When I came to the United States from the Dominican Republic in 2007, the only thing I brought with me was my machine to make pastelitos (puff pastries). I’ve sold pastelitos for as long as I can remember, so when I had the opportunity to put down roots in my new home and start a business, Pastelitos Elvys in Bushwick, I was overjoyed.
My wife Isabelle and I run our business together, gladly accepting help from our six children when they aren’t doing their homework in the back of our store. With our two employees, we have worked hard to build a business that we know our community can rely on.
I believed America was a place where hard work and dedication would mean success. But over the years, as I’ve watched gentrification displace so many in my community, as I’ve seen my customer base wither and my friends and family threatened with unjust evictions, it has become clear to me that there are some who don’t play by the rules, but get ahead anyway. And tax giveaways like the controversial 421-a program, which provides tax breaks to encourage developers to build new apartments, are a big reason why.
While I work 12-hour days to pay my rent, taxes and countless other expenses, big developers are walking away with billions of taxpayer dollars through 421-a. The program was created decades ago as a way to spur new building in a very different, struggling New York. Now, while its supporters claim it is an important incentive for building affordable housing, it is mostly a way for wealthy developers to direct $1 billion in tax dollars every year toward new housing that is usually unaffordable for working New Yorkers.
In the Los Sures neighborhood in Williamsburg, where my wife Isabelle and I pastor a small church, I have already seen the effects of luxury development and the displacement in its wake. In Bushwick, I have seen too many friends and neighbors evicted by unscrupulous landlords who want to charge exorbitant rents, only to have the apartments lay vacant for months on end. After years spent riding my bicycle, selling pastelitos in the barbershops and on street corners, the neighborhood feels increasingly gutted. Countless businesses are gone while landlords let their storefronts remain empty.
My business survives on a customer base I’ve built over the years. As more and more are forced from their homes, my business suffers. Those who can afford to stay are spending so much of their income on rent that they can barely afford groceries—let alone the treats for themselves or their kids that my family sells.
Just a few blocks away from my business, on Dekalb Ave., a new development they call “Colony 1209” will receive $8 million in tax breaks. Colony 1209 boasts that “you’ll find a group of like-minded settlers” among fancy amenities like private courtyards, pool tables, a gym and even a “screening room.” I don’t understand how these developers making millions buying and selling property where they will never live are in need of breaks from the government. I’m a businessman, and part of owning a business is paying my fair share of taxes. If I can do it, I know they can, too.
Our neighborhood is more than an investment opportunity—it’s our home.

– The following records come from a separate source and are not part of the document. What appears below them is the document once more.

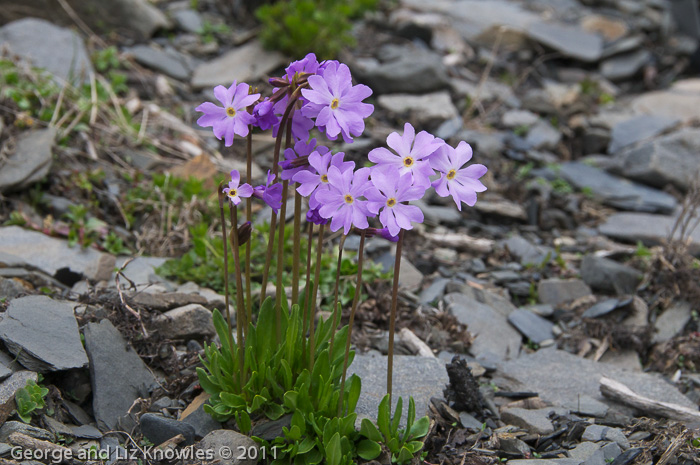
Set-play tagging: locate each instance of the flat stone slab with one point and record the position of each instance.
(560, 378)
(24, 248)
(242, 64)
(117, 373)
(371, 369)
(43, 334)
(647, 228)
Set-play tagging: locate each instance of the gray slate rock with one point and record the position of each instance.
(532, 326)
(23, 248)
(372, 370)
(556, 292)
(60, 51)
(669, 159)
(533, 421)
(494, 337)
(607, 275)
(118, 374)
(159, 429)
(169, 64)
(43, 334)
(617, 192)
(427, 109)
(570, 41)
(186, 322)
(605, 433)
(9, 388)
(647, 228)
(672, 321)
(30, 162)
(217, 440)
(625, 66)
(541, 372)
(402, 68)
(246, 63)
(188, 20)
(637, 129)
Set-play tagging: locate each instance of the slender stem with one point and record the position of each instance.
(392, 319)
(226, 290)
(297, 247)
(355, 300)
(241, 320)
(312, 303)
(334, 309)
(307, 289)
(248, 217)
(279, 289)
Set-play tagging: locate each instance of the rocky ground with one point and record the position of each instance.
(570, 291)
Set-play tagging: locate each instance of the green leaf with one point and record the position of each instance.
(383, 417)
(334, 454)
(368, 430)
(420, 428)
(368, 450)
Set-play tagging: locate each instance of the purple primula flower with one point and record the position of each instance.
(232, 118)
(461, 183)
(312, 184)
(294, 158)
(388, 194)
(412, 152)
(313, 216)
(335, 103)
(341, 202)
(264, 115)
(236, 191)
(270, 193)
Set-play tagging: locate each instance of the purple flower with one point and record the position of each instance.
(461, 183)
(341, 203)
(232, 118)
(387, 195)
(314, 184)
(234, 191)
(264, 115)
(270, 193)
(412, 152)
(294, 158)
(335, 103)
(313, 216)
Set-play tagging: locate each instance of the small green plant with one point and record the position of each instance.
(404, 443)
(298, 27)
(29, 400)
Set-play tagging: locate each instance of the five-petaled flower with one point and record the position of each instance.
(232, 118)
(342, 202)
(236, 191)
(387, 196)
(412, 152)
(461, 183)
(314, 184)
(335, 103)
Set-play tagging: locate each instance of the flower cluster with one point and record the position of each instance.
(323, 95)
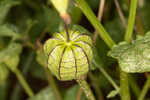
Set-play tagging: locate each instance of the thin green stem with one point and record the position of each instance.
(85, 87)
(145, 89)
(24, 83)
(53, 84)
(124, 88)
(131, 21)
(16, 92)
(95, 22)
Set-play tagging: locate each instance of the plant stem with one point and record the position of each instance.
(145, 89)
(99, 17)
(53, 84)
(85, 87)
(24, 83)
(95, 22)
(124, 88)
(131, 20)
(16, 92)
(134, 86)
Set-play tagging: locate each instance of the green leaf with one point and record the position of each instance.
(113, 93)
(71, 94)
(41, 58)
(4, 72)
(5, 6)
(133, 58)
(45, 94)
(10, 55)
(6, 31)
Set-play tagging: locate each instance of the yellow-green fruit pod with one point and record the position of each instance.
(69, 56)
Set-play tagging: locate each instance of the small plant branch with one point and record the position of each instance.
(79, 94)
(85, 87)
(145, 89)
(120, 13)
(24, 84)
(124, 88)
(131, 20)
(99, 16)
(16, 92)
(95, 22)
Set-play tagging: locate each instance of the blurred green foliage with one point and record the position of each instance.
(26, 24)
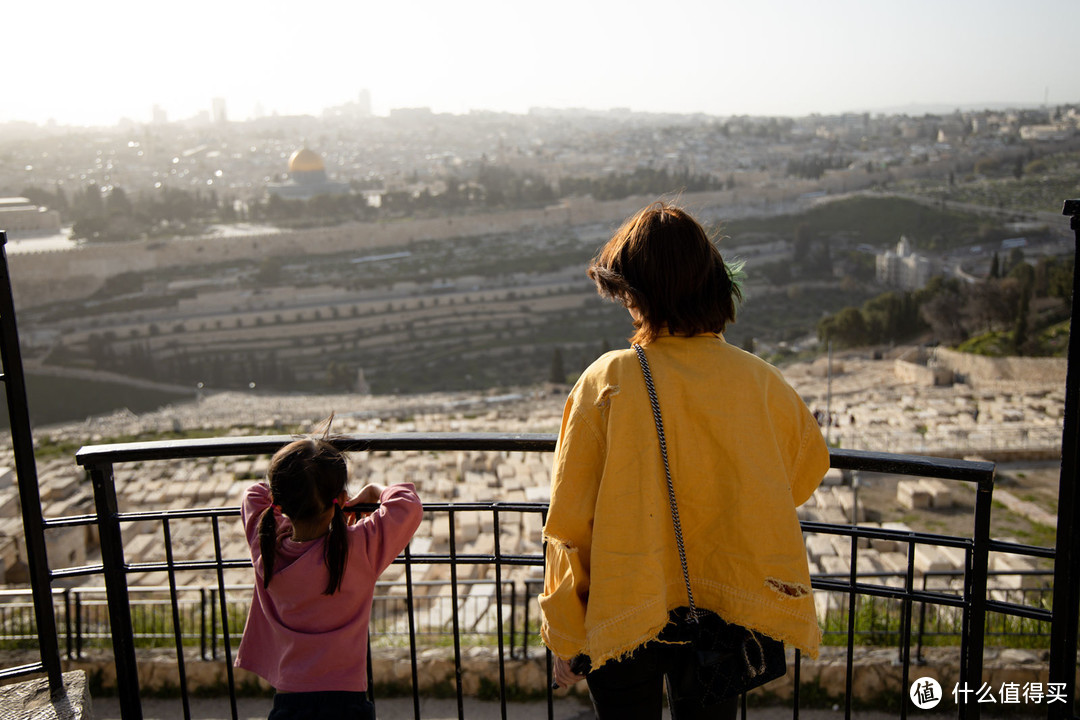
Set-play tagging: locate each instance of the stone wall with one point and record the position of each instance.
(912, 367)
(980, 371)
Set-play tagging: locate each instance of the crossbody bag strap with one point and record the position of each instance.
(667, 473)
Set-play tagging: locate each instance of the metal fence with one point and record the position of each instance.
(968, 598)
(83, 622)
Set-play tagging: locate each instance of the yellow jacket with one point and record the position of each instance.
(744, 451)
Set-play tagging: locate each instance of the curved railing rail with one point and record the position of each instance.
(972, 599)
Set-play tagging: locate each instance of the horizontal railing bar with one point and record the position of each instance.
(882, 533)
(971, 471)
(266, 445)
(69, 520)
(1017, 548)
(22, 669)
(886, 592)
(1018, 610)
(234, 510)
(77, 572)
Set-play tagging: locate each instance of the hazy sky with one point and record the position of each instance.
(92, 63)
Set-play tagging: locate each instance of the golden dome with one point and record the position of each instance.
(306, 161)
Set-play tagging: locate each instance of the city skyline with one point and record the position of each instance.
(94, 65)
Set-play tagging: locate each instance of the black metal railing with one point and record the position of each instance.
(26, 470)
(83, 617)
(971, 599)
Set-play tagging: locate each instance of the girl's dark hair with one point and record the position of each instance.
(306, 477)
(662, 263)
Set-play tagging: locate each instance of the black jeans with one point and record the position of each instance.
(322, 705)
(632, 689)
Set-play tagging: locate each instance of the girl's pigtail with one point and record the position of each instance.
(268, 543)
(336, 549)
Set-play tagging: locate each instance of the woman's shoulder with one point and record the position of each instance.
(607, 368)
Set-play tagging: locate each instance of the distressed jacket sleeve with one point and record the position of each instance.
(576, 476)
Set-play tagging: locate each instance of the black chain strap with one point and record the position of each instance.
(692, 616)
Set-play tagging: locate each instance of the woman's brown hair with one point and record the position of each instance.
(662, 263)
(306, 477)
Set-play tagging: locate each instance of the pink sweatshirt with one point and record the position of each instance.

Some of these luxury developments supposedly offer affordable housing, but I have seen firsthand how they drive up area rents and push out long-term tenants nonetheless. At Colony 1209, millions in subsidies will not even translate into apartments that an average resident of our neighborhood could afford: As thousands of rent-stabilized apartments are lost, Colony 1209 offers two-bedroom units for more than $3,000 a month.
Even with recent amendments to 421-a that would require a place like Colony 1209 to provide a certain number of “affordable” units, the rents would be too high for most residents in communities like Bushwick, because they would be based on an income level (80 percent of area median income) far higher than what most of them earn.
I’m proud to own my business and to create and sustain jobs in my community. But with rent rising and sales dropping, I don’t know how much longer I can hold on.
We need to get rid of the wasteful 421-a giveaway entirely and focus on real solutions to the housing crisis. Our community needs investments in real affordability, not $1 billion in handouts to big developers for housing that we cannot afford.
Elvys Contreras is the owner of Pastelitos Elvys and a member of Small Businesses United, a project of Make the Road New York.